报错 pandas.errors.inavlidaindexerror: Reindexing only valid with uniquely valued index objects

Rhys..

于 2025-01-09 17:31:38 发布

阅读量566

点赞数 6

文章标签： pandas python 搜索引擎

本文链接：https://blog.youkuaiyun.com/m0_60008263/article/details/145038792

版权

你收到的错误 pandas.errors.InvalidIndexError: Reindexing only valid with uniquely valued index objects，通常发生在尝试对包含重复索引的数据框进行重索引操作时。

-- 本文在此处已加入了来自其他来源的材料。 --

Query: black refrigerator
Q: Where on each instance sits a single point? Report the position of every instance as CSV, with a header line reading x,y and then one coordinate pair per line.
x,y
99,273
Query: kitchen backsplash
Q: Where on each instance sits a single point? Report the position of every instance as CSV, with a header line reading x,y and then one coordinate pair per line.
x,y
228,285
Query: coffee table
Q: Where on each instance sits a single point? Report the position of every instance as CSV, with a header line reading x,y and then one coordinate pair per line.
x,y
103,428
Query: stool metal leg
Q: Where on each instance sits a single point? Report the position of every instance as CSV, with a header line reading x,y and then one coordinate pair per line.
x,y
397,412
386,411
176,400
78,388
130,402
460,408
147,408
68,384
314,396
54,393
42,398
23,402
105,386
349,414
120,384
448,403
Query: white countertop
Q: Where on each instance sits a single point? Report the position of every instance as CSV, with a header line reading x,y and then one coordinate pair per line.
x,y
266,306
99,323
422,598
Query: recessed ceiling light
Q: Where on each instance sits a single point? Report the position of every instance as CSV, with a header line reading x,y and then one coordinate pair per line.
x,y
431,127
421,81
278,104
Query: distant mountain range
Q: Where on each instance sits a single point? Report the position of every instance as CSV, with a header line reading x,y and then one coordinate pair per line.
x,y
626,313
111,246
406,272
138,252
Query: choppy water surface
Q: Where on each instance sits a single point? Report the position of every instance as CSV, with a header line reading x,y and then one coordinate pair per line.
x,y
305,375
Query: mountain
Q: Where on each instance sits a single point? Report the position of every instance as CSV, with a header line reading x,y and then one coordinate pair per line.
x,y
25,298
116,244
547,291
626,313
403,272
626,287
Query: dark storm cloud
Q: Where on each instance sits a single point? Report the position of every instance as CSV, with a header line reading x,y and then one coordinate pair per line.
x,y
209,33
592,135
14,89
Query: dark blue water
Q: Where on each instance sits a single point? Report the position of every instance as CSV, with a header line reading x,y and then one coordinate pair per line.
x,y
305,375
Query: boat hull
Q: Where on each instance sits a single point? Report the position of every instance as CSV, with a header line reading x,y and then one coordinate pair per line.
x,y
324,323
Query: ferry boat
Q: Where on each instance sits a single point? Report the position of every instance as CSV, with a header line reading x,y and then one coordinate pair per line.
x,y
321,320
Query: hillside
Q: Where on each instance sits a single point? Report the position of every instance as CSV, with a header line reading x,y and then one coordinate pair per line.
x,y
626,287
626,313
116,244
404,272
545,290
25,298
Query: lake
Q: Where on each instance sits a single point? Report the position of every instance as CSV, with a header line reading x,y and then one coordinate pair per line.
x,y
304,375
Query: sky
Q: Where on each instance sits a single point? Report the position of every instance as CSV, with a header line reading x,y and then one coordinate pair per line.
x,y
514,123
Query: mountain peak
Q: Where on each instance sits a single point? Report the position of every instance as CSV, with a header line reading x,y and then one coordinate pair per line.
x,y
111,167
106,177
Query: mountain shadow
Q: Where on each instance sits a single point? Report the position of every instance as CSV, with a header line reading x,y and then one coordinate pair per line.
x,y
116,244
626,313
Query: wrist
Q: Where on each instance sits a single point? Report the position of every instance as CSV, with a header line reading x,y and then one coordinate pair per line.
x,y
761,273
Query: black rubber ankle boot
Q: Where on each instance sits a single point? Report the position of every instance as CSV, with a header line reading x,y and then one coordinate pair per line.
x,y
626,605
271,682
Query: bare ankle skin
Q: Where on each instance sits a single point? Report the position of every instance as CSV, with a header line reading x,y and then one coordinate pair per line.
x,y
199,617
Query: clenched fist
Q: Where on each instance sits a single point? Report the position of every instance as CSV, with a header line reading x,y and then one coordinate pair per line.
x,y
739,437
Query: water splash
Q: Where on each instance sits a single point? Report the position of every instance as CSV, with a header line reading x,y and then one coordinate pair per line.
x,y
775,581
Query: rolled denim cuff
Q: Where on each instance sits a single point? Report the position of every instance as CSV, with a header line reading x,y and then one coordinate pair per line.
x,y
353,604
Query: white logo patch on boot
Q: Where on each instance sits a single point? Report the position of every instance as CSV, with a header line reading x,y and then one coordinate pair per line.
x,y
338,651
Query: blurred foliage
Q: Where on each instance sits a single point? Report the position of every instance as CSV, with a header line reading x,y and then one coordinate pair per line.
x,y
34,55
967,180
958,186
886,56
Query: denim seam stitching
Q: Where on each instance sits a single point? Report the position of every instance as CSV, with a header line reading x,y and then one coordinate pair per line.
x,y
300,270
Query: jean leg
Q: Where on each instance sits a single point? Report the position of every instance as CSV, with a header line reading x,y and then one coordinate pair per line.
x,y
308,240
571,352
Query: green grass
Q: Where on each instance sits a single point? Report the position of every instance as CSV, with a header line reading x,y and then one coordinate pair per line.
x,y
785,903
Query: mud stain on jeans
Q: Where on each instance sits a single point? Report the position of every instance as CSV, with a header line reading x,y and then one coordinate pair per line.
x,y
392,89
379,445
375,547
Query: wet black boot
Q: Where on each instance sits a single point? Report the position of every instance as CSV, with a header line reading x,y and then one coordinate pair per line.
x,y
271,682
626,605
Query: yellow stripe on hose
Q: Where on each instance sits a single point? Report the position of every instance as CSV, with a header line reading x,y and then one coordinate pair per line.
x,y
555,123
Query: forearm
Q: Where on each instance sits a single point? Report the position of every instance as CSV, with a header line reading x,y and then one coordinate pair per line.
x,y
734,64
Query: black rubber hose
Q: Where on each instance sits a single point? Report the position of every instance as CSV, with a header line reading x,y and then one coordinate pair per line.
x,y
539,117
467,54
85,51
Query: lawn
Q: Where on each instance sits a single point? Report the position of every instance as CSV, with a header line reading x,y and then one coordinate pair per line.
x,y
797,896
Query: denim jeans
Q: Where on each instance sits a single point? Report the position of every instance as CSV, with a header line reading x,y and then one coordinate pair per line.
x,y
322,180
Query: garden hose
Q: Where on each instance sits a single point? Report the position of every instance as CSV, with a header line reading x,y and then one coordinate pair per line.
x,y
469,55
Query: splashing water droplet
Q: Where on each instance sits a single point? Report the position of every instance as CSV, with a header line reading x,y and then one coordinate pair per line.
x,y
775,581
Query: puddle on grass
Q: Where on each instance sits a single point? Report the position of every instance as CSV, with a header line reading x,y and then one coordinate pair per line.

在你的具体场景中，很可能是由于尝试对 DataFrame 进行 concat 或者 merge 操作时，出现了重复的索引。我们可以通过确保索引列的唯一性来避免这个问题。

解决方案：

确保主键列（ID 列）是唯一的。
在拼接或合并前重置索引。

更新后的代码：

import pandas as pd
import os

def update_and_compare_tables(file1, file2, sheet_name1, sheet_name2, id_column, columns_to_update, output_file):
    # 验证文件是否存在
    if not os.path.isfile(file1):
        print(f"File not found: {file1}")
        return
    if not os.path.isfile(file2):
        print(f"File not found: {file2}")
        return

    # 读取 Excel 文件
    df1 = pd.read_excel(file1, sheet_name=sheet_name1)
    df2 = pd.read_excel(file2, sheet_name=sheet_name2)

    # 确保没有多余空白
    df1.columns = df1.columns.str.strip()
    df2.columns = df2.columns.str.strip()

    # 打印列名以调试
    print("Table 1 columns:", df1.columns)
    print("Table 2 columns:", df2.columns)

    # 重设索引，确保索引的唯一性
    df1 = df1.reset_index(drop=True)
    df2 = df2.reset_index(drop=True)

    # 找出在 table1 中存在但在 table2 中不存在的行，将 table1 中的 BCD 列填入 table2
    unmatched_rows_from_df1 = df1[~df1[id_column].isin(df2[id_column])]
    
    # 确保 unmatched_rows_from_df1 和 df2 的列名一致
    table2_schema = df2.columns.tolist()
    for col in ['A'] + columns_to_update:
        if col not in table2_schema:
            print(f"Column {col} not in Table 2 schema.")
            return

    updated_df2 = pd.concat([df2, unmatched_rows_from_df1[['A'] + columns_to_update]], ignore_index=True)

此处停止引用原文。